It’s not long before tax returns for individuals will be due for 2016. This year April 18 is the deadline for filing. For a lot of people, filing on time is not only impractical but outright impossible. Many taxpayers will still be waiting on information before they can file. For example, it is common for S-Corporations as well as partnerships to file extensions because their Schedule K-1 won’t be ready in time. For others, investments can cause the hold-up. Whether it is a broker letting you know that a corrected 1099B is coming, you are an active trader or you have an investment in a hedge fund, there is a good chance you will need to file an extension.
The best way to look at this is as an opportunity. There is no rush to complete your tax return by April 18. Instead, look at it as a chance to use the additional time to your advantage. But first, a few basic guidelines.
How Extensions Work
You can request an automatic extension that gives you an additional six months to file your Form 1040, with a new deadline of Oct. 16. The form to file an extension is Form 4868 and is only one page, so it’s easy to complete. However, what is complicated is that an extension only gives you more time before you need to file, not more time before your payment is due. This means you will have to complete your return with all the information you have, make estimates of what you are missing and make a payment that is close to what you owe in order to avoid interest and penalties.
Always remember to file an automatic extension even if you are unable to pay the bill in full, since the penalty for filing late is substantially more than that for paying late.
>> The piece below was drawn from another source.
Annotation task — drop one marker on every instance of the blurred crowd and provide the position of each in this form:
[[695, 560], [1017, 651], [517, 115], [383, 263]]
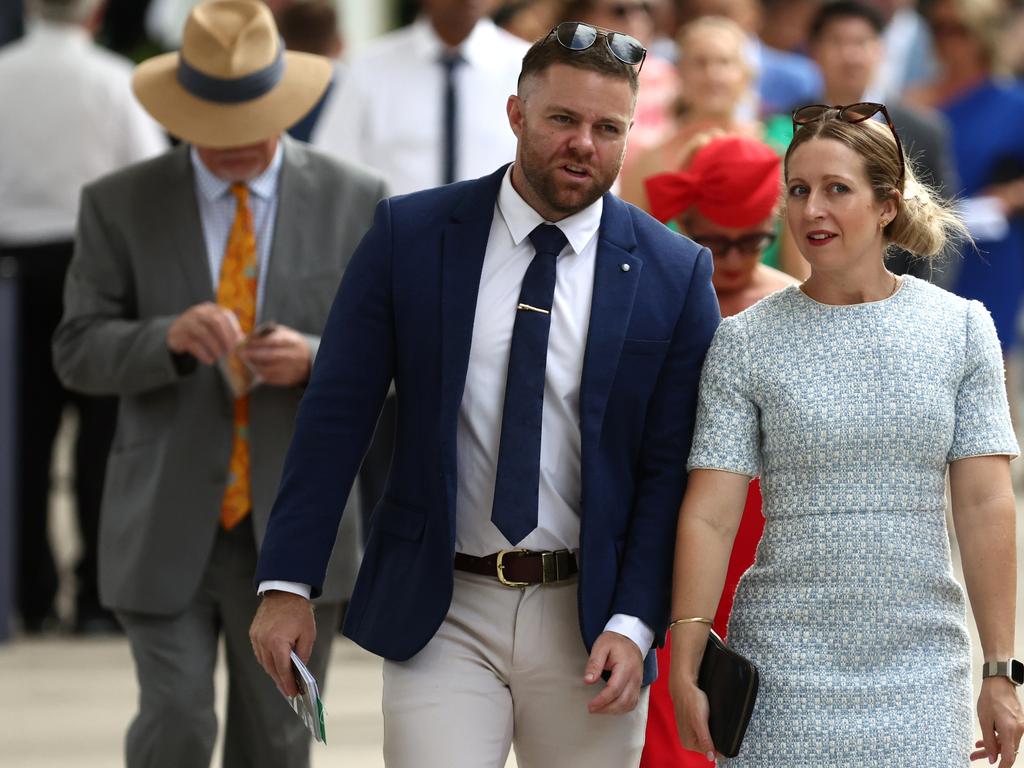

Pay Your First Quarter Estimated Taxes While You Are At It
If you are making estimated payments because any withholding doesn’t cover your tax bill, it is best to roll this payment into your extension payment and just overpay with your tax extension for 2016.
No matter the amount you may be off by from the actual amount owed when you finally file, these additional funds can do one of the following: (1) act as a cushion on 2016 if you underestimated your taxes; (2) provide a credit for overpayment toward 2017; (3) give you a refund if no 2017 estimated taxes are due.
Now that you’ve filed and paid in with your extension, let’s look at some potential benefits.
Section 475 MTM elections
If you qualify for active trader tax status, you should consider filing a Section 475 MTM election. This election allows for ordinary gain or loss treatment of your trading activity instead of capital gain treatment for long-term gains and losses. Ordinary losses generate tax benefits faster than capital loss carryovers, so this is especially valuable if you have a net loss overall coming from capital losses and ordinary gains.
Increase Retirement Planning Options
Filing an extension also pushes back the deadline for contributing to a qualified retirement plan such as a Solo 401(k), SEP IRA or defined benefit plan.
Become Friends with Your Accountant
If you know you will need to extend, do not neglect to tell your accountant and get them all the information you can as soon as you can. Letting your accountant know you will need to delay allows them to plan accordingly. The more advance notice they have, the better job they can do in estimating your extension and first quarter payments and other planning ideas.
Filing an extension is not necessarily a bad thing – and it’s unavoidable in many cases. Just follow the rules and make sure to check on any state specific deadlines or rules for your situation.